Coexisting proinflammatory and antioxidative endothelial transcription profiles in a disturbed flow region of the adult porcine aorta.

In the arterial circulation, regions of disturbed flow (DF), which are characterized by flow separation and transient vortices, are susceptible to atherogenesis, whereas regions of undisturbed laminar flow (UF) appear protected. Coordinated regulation of gene expression by endothelial cells (EC) may result in differing regional phenotypes that either favor or inhibit atherogenesis. Linearly amplified RNA from freshly isolated EC of DF (inner aortic arch) and UF (descending thoracic aorta) regions of normal adult pigs was used to profile differential gene expression reflecting the steady state in vivo. By using human cDNA arrays, ≈2,000 putatively differentially expressed genes were identified through false-discovery-rate statistical methods. A sampling of these genes was validated by quantitative real-time PCR and/or immunostaining en face. Biological pathway analysis revealed that in DF there was up-regulation of several broad-acting inflammatory cytokines and receptors, in addition to elements of the NF-κB system, which is consistent with a proinflammatory phenotype. However, the NF-κB complex was predominantly cytoplasmic (inactive) in both regions, and no significant differences were observed in the expression of key adhesion molecules for inflammatory cells associated with early atherogenesis. Furthermore, there was no histological evidence of inflammation. Protective profiles were observed in DF regions, notably an enhanced antioxidative gene expression. This study provides a public database of regional EC gene expression in a normal animal, implicates hemodynamics as a contributory mechanism to athero-susceptibility, and reveals the coexistence of pro- and antiatherosclerotic transcript profiles in susceptible regions. The introduction of additional risk factors may shift this balance to favor lesion development.

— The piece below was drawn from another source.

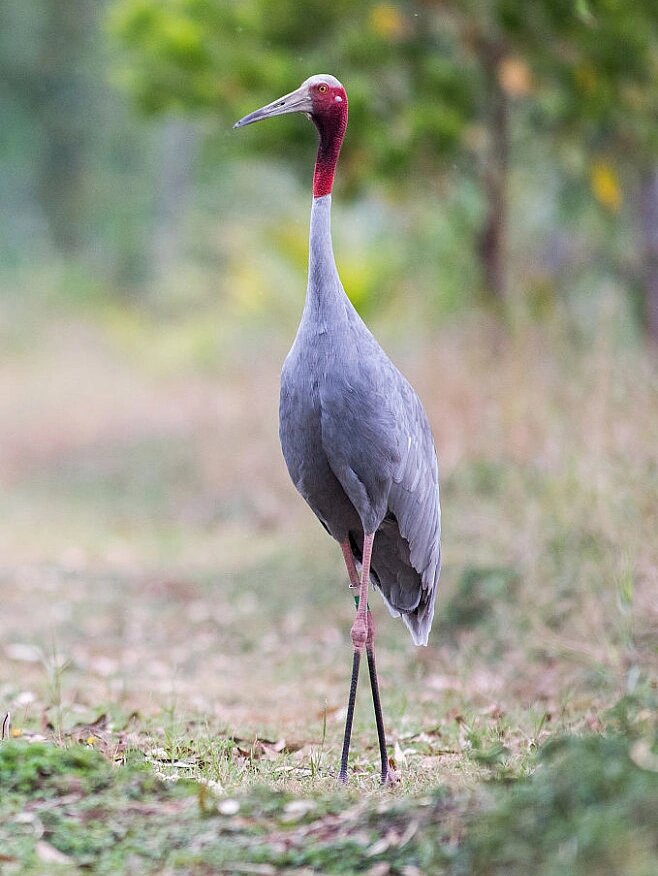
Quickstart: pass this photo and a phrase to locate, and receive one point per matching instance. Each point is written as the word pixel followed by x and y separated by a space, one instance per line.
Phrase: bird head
pixel 320 97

[1]  C. Napoli,et al.  Beneficial effects of antioxidants and l-arginine on oxidation-sensitive gene expression and endothelial NO synthase activity at sites of disturbed shear stress , 2003, Proceedings of the National Academy of Sciences of the United States of America.

[2]  Ruediger C. Braun-Dullaeus,et al.  Vascular proliferation and atherosclerosis: New perspectives and therapeutic strategies , 2002, Nature Medicine.

[3]  Elisabetta Manduchi,et al.  Fidelity and enhanced sensitivity of differential transcription profiles following linear amplification of nanogram amounts of endothelial mRNA. , 2003, Physiological genomics.

[4]  Richard T. Lee,et al.  Vitamin D3–Upregulated Protein-1 (VDUP-1) Regulates Redox-Dependent Vascular Smooth Muscle Cell Proliferation Through Interaction With Thioredoxin , 2002, Circulation research.

[5]  R. Nerem,et al.  Oscillatory and steady laminar shear stress differentially affect human endothelial redox state: role of a superoxide-producing NADH oxidase. , 1998, Circulation research.

[6]  Larry V. McIntire,et al.  DNA microarray reveals changes in gene expression of shear stressed human umbilical vein endothelial cells , 2001, Proceedings of the National Academy of Sciences of the United States of America.

[7]  R. Tibshirani,et al.  Significance analysis of microarrays applied to the ionizing radiation response , 2001, Proceedings of the National Academy of Sciences of the United States of America.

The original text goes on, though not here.